I thought to myself recently, How far would I go to prevent a species from becoming extinct? The answer is easy for something like elephants or lions. I would literally lay down my life to prevent elephants and lions from becoming extinct. I find the thought of a world without elephants and lions completely unbearable. I love elephants and lions. But if someone told me, “You have the chance to prevent this tiny little shitty little beetle from going extinct, but it would probably be hard and annoying and take some time,” I frankly have no clue what I would do, and I guess lots of people make that choice every day when choosing to chop down swaths of the Amazon for Jair Bolsonaro’s teak Fleshlight display case.
Extinction is literally the worst thing that can happen to a species, with long-lasting and far-reaching ecological consequences, and I still am a little shitty about preventing it if it causes me some personal inconvenience.

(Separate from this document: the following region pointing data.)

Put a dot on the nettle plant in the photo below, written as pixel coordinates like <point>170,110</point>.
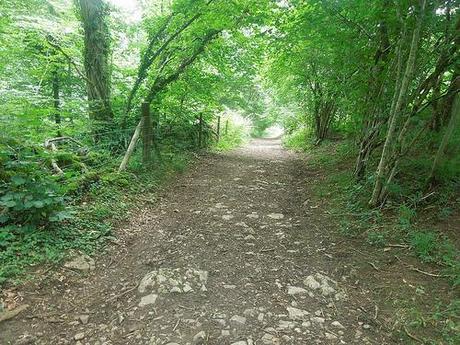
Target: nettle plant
<point>30,200</point>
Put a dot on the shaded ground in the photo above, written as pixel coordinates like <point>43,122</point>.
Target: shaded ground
<point>235,251</point>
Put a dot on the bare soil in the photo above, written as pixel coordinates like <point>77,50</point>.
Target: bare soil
<point>236,250</point>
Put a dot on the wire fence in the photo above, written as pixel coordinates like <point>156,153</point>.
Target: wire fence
<point>107,145</point>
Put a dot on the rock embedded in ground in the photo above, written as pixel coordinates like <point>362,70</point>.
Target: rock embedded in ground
<point>275,216</point>
<point>79,336</point>
<point>148,300</point>
<point>84,319</point>
<point>82,263</point>
<point>199,338</point>
<point>238,319</point>
<point>294,290</point>
<point>297,314</point>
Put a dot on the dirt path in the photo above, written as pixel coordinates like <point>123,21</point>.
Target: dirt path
<point>233,252</point>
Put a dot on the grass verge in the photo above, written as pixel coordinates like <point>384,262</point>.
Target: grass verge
<point>418,310</point>
<point>97,201</point>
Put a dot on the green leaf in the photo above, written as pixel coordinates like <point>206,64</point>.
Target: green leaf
<point>18,180</point>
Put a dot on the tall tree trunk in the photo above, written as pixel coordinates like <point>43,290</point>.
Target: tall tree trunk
<point>454,118</point>
<point>373,119</point>
<point>377,197</point>
<point>56,100</point>
<point>93,14</point>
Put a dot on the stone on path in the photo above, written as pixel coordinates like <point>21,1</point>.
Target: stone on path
<point>275,215</point>
<point>199,338</point>
<point>82,263</point>
<point>147,300</point>
<point>238,319</point>
<point>297,314</point>
<point>294,290</point>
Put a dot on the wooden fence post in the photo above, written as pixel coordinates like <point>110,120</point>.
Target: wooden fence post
<point>218,128</point>
<point>146,133</point>
<point>200,132</point>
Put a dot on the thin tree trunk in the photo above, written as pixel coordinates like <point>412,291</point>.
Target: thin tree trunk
<point>97,51</point>
<point>131,146</point>
<point>56,99</point>
<point>454,118</point>
<point>377,197</point>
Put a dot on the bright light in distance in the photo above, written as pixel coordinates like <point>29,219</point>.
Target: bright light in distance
<point>129,8</point>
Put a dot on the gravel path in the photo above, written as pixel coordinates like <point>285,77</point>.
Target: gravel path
<point>233,252</point>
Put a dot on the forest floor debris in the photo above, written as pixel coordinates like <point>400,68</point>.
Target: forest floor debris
<point>190,275</point>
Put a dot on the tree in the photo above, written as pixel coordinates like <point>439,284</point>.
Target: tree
<point>97,51</point>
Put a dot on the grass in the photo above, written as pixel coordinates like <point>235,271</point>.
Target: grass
<point>403,220</point>
<point>97,202</point>
<point>234,136</point>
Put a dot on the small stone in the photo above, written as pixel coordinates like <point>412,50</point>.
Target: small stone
<point>199,338</point>
<point>269,339</point>
<point>283,325</point>
<point>306,324</point>
<point>82,263</point>
<point>26,340</point>
<point>275,215</point>
<point>147,300</point>
<point>84,319</point>
<point>330,336</point>
<point>317,319</point>
<point>238,319</point>
<point>337,324</point>
<point>294,290</point>
<point>250,312</point>
<point>187,288</point>
<point>260,317</point>
<point>297,314</point>
<point>79,336</point>
<point>311,283</point>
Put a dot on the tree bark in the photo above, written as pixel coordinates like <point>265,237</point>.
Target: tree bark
<point>454,118</point>
<point>97,50</point>
<point>377,197</point>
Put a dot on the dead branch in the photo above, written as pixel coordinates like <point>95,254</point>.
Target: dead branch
<point>9,314</point>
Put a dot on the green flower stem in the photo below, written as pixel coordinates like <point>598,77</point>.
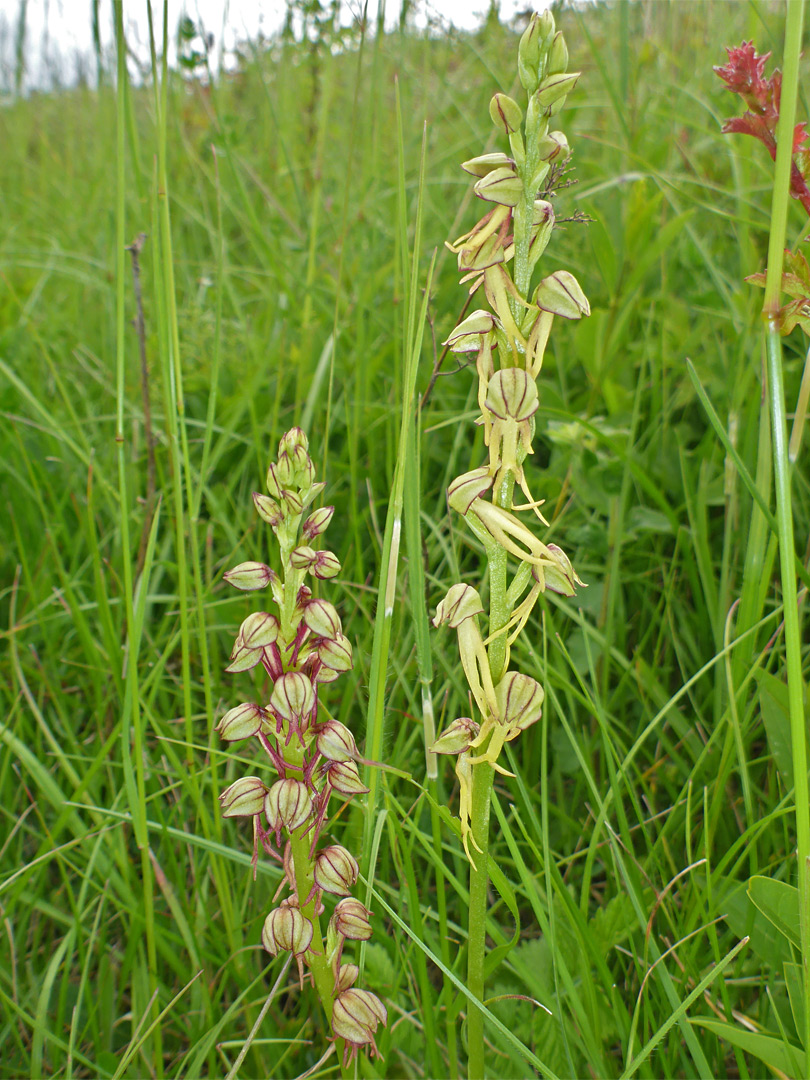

It seems like the general conservative and neoliberal viewpoint on something like this is, “Why care about anything that is not a person,” which I find immensely upsetting and disheartening. How can we define who we are as a species without peers to define ourselves against? There are obvious practical and physical reasons for preventing extinction on a massive scale, but why is the emotional appeal so often ignored? Extinction is immeasurably sad. Instead of trying rationalize that pain away, why don’t we lean into it?
Nabeel’s Footnote
I am decidedly not a dog person, but everyone relax—if dogs were about to go extinct, I would probably do something about it. If there were, like, a rally, I would go to it. For sure.
But think about how much dog shit would be left behind…if there were a rally to prevent dogs from going extinct? And everyone brought their dogs? Just something to think about. I promise I would go. But maybe just think about that. Shit on the streets. Seriously, I would. I would not let dogs go extinct.